Further to the excellent information provided by Transitional Man...

Harvey Fletcher once said "Stereophonic systems do not consist of two, three, or any other fixed number of channels. There must be sufficient of these to give a good illusion of an infinite number." Believe me, I think he knew what he was talking about.

In fact, During the 1930s, Fletcher, Blumlein and others filed a series of patents or invented equipment for the storage and reproduction of multi channel sound. Blumlein registered a patent for stereo recording on phonographs within the same year that Fletcher demonstrated using three channel sound. Three channel optical recordings on film strips predated stereo ones.

Since that time, Cinemascope, Perspecta, Cinerama and a host of other mulitchannel recording / encoding schemes were invented for theater applications, all the way up to modern SDDS, DTS and Dolby Digital. While (most) theaters could keep up, cost and technological limitations kept the older technology out of the home. Since consumer equipment was at most in stereo, there was never a need for more elaborate recordings.

Even as the technology became more available and affordable, the saturation of stereo equipment further alienated multichannel sound. TVs, walkmans and car audio were all stereo at most. There were no advantages to producing multichannel music recordings since the average customer would not be willing to upgrade all of their equipment and their software (tapes and cds) to newer formats simply to gain additional audio tracks. For most people, stereo was "good enough." For some people, mono, linear VHS audio recorded in EP and played through a TV speaker is good enough. There is no God

As Transitional Man pointed out, the big hurdle for 5.1 is cost. I can attest to the fact that once you invest enough money in a good 5.1 system, there is no turning back. The first time that I heard the guy whistle towards the end of Home on Cheryl Crow's Rockin the Globe DVD in DTS I was startled. Especially since it felt like he was behind me in row G and a little to the left! That is imaging and a very impressive sound stage. This is by no means on a spectacular system either: roughly $5,000 ($5500 counting cables, TV not included) of equipment carefully placed and calibrated, playing some very fine source software. All it needed was a little love.

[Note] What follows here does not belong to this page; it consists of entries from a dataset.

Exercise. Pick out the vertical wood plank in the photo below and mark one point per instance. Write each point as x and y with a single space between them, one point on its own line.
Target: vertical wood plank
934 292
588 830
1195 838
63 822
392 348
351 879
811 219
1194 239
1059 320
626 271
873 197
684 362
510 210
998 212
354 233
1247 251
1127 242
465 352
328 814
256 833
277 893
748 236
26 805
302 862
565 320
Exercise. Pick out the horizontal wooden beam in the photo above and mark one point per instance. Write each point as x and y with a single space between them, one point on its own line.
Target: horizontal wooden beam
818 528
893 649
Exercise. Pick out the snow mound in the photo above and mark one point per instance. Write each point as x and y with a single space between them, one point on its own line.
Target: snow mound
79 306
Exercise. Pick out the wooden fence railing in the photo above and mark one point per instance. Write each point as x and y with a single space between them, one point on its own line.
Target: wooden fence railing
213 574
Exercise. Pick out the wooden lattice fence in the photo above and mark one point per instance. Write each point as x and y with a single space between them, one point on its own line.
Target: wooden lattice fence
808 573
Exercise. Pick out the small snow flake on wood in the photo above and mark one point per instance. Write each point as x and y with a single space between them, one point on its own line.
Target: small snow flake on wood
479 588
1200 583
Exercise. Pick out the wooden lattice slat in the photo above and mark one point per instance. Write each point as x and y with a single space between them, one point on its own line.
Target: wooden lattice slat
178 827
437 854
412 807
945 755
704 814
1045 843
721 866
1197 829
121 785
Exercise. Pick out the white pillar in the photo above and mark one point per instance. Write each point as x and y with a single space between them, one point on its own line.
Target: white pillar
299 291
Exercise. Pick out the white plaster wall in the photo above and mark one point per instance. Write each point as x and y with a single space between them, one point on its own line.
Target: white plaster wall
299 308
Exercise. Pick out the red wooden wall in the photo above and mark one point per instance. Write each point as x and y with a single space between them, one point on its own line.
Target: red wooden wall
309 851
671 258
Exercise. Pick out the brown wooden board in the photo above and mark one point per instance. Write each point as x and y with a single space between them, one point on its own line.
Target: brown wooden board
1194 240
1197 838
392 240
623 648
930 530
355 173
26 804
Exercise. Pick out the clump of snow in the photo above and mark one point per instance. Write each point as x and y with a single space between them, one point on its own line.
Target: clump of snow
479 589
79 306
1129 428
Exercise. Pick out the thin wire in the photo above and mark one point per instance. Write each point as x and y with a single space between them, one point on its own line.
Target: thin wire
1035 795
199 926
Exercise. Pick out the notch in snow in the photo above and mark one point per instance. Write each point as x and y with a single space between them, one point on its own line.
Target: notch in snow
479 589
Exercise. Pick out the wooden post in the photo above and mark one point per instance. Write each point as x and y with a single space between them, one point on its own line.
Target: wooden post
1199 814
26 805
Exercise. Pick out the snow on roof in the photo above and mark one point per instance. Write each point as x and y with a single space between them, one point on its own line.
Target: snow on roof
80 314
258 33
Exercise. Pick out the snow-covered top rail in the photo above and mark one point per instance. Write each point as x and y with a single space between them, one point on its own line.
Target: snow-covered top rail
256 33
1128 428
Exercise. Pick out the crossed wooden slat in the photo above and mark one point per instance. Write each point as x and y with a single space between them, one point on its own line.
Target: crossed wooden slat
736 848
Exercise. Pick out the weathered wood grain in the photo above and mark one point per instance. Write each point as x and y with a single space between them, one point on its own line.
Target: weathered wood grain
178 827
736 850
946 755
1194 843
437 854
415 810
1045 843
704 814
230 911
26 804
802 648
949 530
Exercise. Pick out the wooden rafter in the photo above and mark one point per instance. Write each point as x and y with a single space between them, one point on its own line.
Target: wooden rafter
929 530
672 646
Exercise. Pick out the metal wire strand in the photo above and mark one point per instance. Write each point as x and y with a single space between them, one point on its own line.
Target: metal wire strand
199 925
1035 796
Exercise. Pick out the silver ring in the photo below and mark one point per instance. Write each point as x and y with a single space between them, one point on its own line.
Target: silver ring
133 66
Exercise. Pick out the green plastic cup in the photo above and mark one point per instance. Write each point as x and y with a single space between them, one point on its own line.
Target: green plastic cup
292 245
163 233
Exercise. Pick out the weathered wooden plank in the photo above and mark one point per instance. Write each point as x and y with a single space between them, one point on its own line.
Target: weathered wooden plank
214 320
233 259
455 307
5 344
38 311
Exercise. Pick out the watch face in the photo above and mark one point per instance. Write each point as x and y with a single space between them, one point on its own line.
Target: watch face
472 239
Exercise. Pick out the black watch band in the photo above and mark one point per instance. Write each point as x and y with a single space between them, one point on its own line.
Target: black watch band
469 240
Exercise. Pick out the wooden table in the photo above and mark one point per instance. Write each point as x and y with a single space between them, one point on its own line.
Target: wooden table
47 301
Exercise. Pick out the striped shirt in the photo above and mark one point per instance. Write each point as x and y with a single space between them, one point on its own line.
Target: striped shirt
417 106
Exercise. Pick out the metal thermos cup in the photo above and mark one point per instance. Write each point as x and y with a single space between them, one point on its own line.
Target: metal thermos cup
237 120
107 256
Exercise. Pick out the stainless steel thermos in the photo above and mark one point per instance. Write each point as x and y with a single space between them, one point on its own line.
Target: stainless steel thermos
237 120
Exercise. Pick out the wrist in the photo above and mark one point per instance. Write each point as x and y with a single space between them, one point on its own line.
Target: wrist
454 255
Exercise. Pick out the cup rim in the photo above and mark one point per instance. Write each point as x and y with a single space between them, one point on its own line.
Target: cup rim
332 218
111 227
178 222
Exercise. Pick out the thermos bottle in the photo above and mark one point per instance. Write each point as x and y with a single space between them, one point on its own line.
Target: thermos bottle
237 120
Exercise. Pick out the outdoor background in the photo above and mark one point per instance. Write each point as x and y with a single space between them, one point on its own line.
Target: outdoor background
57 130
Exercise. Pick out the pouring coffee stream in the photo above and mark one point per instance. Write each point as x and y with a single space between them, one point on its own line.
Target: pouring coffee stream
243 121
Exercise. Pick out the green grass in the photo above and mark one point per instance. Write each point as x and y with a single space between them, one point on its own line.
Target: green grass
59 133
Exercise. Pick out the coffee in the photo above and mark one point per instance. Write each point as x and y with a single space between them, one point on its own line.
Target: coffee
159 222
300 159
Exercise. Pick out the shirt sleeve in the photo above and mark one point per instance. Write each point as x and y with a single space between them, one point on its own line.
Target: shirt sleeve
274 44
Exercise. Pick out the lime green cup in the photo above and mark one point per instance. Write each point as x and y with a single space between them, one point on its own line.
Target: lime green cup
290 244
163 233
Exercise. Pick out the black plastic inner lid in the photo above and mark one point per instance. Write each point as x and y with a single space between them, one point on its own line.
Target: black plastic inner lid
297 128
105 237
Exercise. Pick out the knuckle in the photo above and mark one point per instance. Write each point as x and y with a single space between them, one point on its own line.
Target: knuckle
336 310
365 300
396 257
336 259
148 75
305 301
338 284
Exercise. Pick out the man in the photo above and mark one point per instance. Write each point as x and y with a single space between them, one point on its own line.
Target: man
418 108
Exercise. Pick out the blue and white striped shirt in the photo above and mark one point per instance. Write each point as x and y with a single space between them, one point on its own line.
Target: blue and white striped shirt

Now that DTS and Dolby Digital are becoming more commonplace, and more and more consumers upgrade to enjoy these formats for movies, it becomes worthwhile for the music industry to record in more than 2 channels. The number of music DVDs, either concert or otherwise, have increased exponentially in the past couple of years. As this happens, the quality and quantity of 5.1 recordings will increase.

In the meantime, you'll have to pry my DTS copy of Diana Krall's Love Scenes from my cold, dead fingers.